Ausdrücklich möchten sie auch Görlitzer dazu ermuntern, dort einzukaufen und so die kulinarische Kultur ihrer Heimat kennenzulernen. Geöffnet hat das „Fischka“ täglich von 10 bis 19 Uhr, außer sonntags. Wenn es nach ihnen gegangen wäre und es hierzulande erlaubt wäre, hätten sie gerne auch am Sonntag geöffnet, sagt Olga Moiseeva. Überhaupt: „So eine lange Zeit keine Arbeit zu haben, das war für uns das Schlimmste. Aber wir sind froh, dass es in dieser Zeit Möglichkeiten der Unterstützung gab.“ Auch ohne die Verwandtschaft in der Heimat hätten sie es nicht geschafft, die Eltern des Mannes hätten die Eröffnung des Feinkostladens in Deutschland finanziell mit ermöglicht.

In den Räumen des ukrainischen Feinkostladens Fischka an der Hospitalstraße 10 war früher ein Floristen-Atelier untergebracht, später ein anderes ausländisches Lebensmittel-Geschäft. Zuletzt standen die Räume länger leer.
In den Räumen des ukrainischen Feinkostladens Fischka an der Hospitalstraße 10 war früher ein Floristen-Atelier untergebracht, später ein anderes ausländisches Lebensmittel-Geschäft. Zuletzt standen die Räume länger leer.
Quelle: Martin Schneider

Olga Moiseeva steht weiter hinter der Fischtheke und erklärt Kunden, welche Waren es gibt. Mit ihrem Geschäft haben sie noch viel vor, erzählt sie: Das Sortiment erweitern, mehr Produkte hinzunehmen, vor allem mehr Fisch, aber auch noch mehr abgepackte ukrainische Süßigkeiten, Fruchtsäfte oder Bier, welches man in Görlitz sonst nirgends oder schwer bekomme. Dann soll die Inneneinrichtung erweitert werden, etwas mehr Deko hier, eine zweite Kühltheke dort. Bei dem einen Laden solle es nicht bleiben, später sollen noch Filialen in Cottbus und Dresden folgen.

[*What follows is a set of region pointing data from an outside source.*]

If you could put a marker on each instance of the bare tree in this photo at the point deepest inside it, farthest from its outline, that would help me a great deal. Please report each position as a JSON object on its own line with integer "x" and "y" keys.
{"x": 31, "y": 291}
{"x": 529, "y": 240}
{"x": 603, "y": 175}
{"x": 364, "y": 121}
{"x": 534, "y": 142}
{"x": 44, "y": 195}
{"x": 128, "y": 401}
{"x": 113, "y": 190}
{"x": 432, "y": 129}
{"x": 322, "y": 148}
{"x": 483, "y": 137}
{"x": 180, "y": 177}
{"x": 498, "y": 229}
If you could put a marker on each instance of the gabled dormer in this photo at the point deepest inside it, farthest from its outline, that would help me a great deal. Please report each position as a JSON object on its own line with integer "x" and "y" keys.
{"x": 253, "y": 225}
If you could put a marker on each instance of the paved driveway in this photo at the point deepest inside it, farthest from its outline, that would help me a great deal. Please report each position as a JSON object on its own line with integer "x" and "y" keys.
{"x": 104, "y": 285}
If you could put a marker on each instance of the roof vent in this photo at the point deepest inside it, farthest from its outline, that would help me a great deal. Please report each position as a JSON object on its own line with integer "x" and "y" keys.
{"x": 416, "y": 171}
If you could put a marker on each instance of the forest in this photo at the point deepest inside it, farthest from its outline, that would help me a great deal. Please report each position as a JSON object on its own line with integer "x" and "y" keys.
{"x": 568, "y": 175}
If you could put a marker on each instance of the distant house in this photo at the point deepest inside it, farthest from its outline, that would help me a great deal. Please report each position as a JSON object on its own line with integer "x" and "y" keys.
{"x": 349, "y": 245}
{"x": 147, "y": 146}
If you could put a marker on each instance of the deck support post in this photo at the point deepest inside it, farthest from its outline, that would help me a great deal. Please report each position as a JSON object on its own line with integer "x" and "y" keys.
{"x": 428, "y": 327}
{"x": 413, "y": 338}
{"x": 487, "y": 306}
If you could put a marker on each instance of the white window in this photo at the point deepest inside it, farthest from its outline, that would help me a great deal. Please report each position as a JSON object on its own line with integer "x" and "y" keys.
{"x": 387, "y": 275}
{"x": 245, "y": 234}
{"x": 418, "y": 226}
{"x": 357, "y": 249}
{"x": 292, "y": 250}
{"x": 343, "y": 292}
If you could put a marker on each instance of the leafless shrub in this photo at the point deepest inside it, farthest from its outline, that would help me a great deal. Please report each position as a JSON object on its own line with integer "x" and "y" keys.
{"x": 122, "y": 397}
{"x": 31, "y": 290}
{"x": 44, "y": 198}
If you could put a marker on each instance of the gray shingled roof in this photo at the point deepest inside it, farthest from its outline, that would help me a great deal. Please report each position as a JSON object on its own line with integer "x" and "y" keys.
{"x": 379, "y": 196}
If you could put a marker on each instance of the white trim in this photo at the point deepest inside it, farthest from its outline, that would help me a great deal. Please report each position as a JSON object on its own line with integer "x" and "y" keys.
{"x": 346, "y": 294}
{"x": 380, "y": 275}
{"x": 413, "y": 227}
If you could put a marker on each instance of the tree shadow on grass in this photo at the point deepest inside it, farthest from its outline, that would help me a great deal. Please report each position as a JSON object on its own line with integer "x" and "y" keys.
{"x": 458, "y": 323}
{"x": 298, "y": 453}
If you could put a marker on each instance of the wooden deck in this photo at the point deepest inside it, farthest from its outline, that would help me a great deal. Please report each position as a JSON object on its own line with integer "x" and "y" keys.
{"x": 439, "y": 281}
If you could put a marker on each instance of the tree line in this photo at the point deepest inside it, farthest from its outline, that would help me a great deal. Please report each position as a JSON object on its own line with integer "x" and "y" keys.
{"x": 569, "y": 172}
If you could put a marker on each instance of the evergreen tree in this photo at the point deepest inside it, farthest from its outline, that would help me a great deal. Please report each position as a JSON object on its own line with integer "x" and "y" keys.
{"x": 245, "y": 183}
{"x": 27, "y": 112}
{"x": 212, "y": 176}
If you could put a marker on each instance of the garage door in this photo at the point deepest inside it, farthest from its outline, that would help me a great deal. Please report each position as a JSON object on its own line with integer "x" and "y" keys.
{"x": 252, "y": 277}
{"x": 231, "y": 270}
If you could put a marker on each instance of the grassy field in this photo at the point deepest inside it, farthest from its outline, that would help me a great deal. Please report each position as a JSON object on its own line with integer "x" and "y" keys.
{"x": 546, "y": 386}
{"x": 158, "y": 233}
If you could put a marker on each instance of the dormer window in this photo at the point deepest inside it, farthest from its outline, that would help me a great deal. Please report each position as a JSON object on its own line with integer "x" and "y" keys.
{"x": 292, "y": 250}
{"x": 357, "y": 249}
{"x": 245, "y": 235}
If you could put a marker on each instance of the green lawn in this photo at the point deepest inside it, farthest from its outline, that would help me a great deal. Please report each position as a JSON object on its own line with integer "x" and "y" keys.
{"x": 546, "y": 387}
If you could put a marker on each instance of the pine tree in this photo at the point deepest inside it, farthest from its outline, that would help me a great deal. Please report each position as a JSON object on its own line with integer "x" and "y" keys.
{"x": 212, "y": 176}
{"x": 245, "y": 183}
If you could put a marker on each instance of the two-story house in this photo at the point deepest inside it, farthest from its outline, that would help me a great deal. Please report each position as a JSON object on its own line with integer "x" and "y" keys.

Die Mutter hat als Inhaberin über all dem die Obhut. Alle weiteren Familienmitglieder helfen aus oder mit: Kseniia Moiseeva verkauft und übersetzt ins Deutsche, der 16-jährige Sohn Timofei unterstützt beim Tragen besonders schwerer Waren und bringt den Müll raus. Der Mann kümmert sich um die Lieferanten und um das Sortiment, sucht geeignete Produkte raus. „Sogar meine kleine Schwester Kira hilft manchmal mit“, sagt Kseniia Moiseeva und lacht. Die dreieinhalbjährige klebt fleißig die kleinen Preisschilder an die Regale.